In my generation, many of the doctors of conscience who chose to provide abortions were moved by the horrors of botched illegal abortions. I too saw those ill and sometimes dying women in my training. I was moved by their plight. But that was not what drove me to risk my career and sometimes my life. I was moved by the certain knowledge that women’s lives could be ruined when they could not abort a pregnancy.

As I said, I did not intend to make abortion my life work, but as I invested more and more of my time and identity in doing abortions, I made a conscious decision to approach my work as an affirmation of life. The conventional moral reasoning of the clergy was that abortion was the lesser of evils. (Much as conventional wisdom today asserts that legal abortion is the lesser of social ills—better than the horrors of illegal abortion.) Well, I was not about to devote my career to a lesser evil. I believe that abortion is a good and moral choice—for the woman, her family, the larger community and the earth.

Women who come to us for abortion care may not see themselves as engaged in an ethical decision making process, demonstrating a high level of moral development. But they are, and we are aware of it every day. We see a woman who knows she cannot be a good mother at this time—she is too immature (her words, not ours), she lives in poverty, she is drug addicted, she is in an abusive relationship in which she and her children are not safe. These women may have children now and want other children in the future, when they believe they can be good mothers, provide a family and community of support, realize some of their own dreams and aspirations.

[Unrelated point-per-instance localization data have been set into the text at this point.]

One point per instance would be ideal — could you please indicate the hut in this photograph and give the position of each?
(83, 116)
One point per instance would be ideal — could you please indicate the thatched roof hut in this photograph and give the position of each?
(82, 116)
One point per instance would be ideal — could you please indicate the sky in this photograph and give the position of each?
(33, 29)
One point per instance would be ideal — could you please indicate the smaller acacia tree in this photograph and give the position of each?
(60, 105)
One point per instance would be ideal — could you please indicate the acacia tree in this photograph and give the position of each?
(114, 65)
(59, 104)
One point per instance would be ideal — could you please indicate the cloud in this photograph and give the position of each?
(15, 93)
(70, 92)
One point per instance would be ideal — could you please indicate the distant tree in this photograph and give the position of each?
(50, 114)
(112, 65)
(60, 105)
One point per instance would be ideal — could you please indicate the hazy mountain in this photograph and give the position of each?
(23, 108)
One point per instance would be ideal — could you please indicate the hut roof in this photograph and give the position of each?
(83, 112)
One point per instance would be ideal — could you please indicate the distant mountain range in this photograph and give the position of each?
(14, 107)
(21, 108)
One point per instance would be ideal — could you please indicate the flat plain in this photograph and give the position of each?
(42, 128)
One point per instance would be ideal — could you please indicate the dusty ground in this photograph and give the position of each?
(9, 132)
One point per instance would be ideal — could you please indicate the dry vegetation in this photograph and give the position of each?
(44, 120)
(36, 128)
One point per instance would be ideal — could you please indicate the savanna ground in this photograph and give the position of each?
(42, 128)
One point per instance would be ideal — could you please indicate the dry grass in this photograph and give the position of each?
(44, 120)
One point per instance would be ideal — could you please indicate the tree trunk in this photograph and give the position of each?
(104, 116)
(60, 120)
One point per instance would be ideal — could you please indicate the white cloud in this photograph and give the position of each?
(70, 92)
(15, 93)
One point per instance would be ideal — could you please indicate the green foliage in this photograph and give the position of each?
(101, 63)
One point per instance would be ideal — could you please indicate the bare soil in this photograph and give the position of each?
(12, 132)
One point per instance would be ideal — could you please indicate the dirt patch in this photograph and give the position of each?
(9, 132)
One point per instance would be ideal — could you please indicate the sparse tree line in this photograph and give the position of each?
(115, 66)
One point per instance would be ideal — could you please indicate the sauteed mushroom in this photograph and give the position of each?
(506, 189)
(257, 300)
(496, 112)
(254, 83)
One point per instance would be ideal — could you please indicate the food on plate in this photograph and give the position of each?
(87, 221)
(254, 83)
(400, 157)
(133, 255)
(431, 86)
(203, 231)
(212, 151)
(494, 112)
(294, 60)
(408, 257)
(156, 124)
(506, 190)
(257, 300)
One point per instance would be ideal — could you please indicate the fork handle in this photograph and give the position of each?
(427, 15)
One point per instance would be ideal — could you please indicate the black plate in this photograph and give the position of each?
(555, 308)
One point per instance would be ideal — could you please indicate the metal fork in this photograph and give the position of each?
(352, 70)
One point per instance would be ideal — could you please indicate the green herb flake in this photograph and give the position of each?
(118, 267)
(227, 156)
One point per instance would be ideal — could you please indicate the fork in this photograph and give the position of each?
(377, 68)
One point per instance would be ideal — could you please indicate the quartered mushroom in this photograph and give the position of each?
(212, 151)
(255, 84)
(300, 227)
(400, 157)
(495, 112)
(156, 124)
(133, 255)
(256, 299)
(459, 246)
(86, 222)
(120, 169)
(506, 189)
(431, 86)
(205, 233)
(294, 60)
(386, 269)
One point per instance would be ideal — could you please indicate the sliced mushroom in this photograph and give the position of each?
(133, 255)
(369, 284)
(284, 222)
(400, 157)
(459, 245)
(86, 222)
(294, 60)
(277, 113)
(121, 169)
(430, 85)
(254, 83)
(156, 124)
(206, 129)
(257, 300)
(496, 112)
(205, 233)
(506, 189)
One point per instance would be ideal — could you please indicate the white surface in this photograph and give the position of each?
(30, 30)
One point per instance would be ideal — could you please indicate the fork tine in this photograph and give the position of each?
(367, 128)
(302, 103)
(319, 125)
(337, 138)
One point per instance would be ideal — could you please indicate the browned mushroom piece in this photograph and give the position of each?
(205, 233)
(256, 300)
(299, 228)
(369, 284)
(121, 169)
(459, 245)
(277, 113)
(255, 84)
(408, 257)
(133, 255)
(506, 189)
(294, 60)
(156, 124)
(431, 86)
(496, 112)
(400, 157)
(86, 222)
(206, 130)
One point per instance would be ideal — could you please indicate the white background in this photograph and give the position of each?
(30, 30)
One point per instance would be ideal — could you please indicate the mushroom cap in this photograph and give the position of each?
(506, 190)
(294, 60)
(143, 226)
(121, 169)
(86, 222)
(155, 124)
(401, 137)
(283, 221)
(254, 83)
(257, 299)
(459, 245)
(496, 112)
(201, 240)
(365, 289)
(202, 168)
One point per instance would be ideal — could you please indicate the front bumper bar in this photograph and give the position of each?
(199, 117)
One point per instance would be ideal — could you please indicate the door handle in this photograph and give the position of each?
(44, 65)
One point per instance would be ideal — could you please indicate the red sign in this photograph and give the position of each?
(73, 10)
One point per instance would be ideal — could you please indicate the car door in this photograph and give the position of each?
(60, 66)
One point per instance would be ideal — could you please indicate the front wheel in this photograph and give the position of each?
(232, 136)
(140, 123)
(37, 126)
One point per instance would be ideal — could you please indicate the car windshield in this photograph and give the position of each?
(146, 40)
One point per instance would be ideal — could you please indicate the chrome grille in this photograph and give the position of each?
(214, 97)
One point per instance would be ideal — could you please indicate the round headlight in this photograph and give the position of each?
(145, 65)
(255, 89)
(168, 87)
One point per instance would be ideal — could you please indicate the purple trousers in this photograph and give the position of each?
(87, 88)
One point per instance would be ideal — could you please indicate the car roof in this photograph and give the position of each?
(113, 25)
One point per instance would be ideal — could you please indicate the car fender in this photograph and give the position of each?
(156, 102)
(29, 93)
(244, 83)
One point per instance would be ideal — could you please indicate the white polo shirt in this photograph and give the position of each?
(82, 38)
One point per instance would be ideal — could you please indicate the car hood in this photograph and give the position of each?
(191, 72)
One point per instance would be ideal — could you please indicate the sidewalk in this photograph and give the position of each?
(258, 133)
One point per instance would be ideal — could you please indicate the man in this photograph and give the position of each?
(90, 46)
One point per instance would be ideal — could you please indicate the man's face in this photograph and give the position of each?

Women have abortions because they want to be good mothers. The fetus has value to the pregnant woman, and it has value to me. But the fetus does not have equal value, nor should it have rights that are equal (nor superior) to those of the pregnant woman. The abortion issue must focus on the full personhood of the woman, who considers the potential personhood of the fetus in terms of her psychological state, personal history, social situation, and the meaning and implications of this pregnancy for everyone’s future. The pregnant woman reflects upon what is good for the creation of which she is an agent. Pregnant women are not only capable of moral decision making, fortunately, they do it every day.And for those of us who do this work, we have the honor of bearing witness.

For years we had a regular picketer at the Dallas clinic. He carried a placard that read “What Man Would Allow His Baby To Be Aborted?”That statement encompasses centuries of women’s experience—their PLACE in society. He speaks of the baby as his property and by extension the woman is his property too—the vessel of HIS progeny. In his mind the “decision” is NOT hers to make. She is not even a participant. To the best of our knowledge the young men who torched our clinic this past December acted on that belief. On Friday, Glenna and I saw a patient in Dallas whose boyfriend had threatened to kill her if she aborted his baby.They had known each other less than a year. When she became pregnant 2 months ago, he began to beat her, and he kept a loaded pistol.She decided that she could not have a baby with this man. She was afraid for her life and the safety of her 6 year old son from a previous marriage. As part of her abortion we made an elaborate plan for her safety. This is NOT the Dark Ages. (At least that’s what I like to believe.) It was the day before yesterday!

I grew up in a world in which women and children were the property of men. I have committed my career to changing that world. And I am grateful to be in the company of men and women who share that commitment.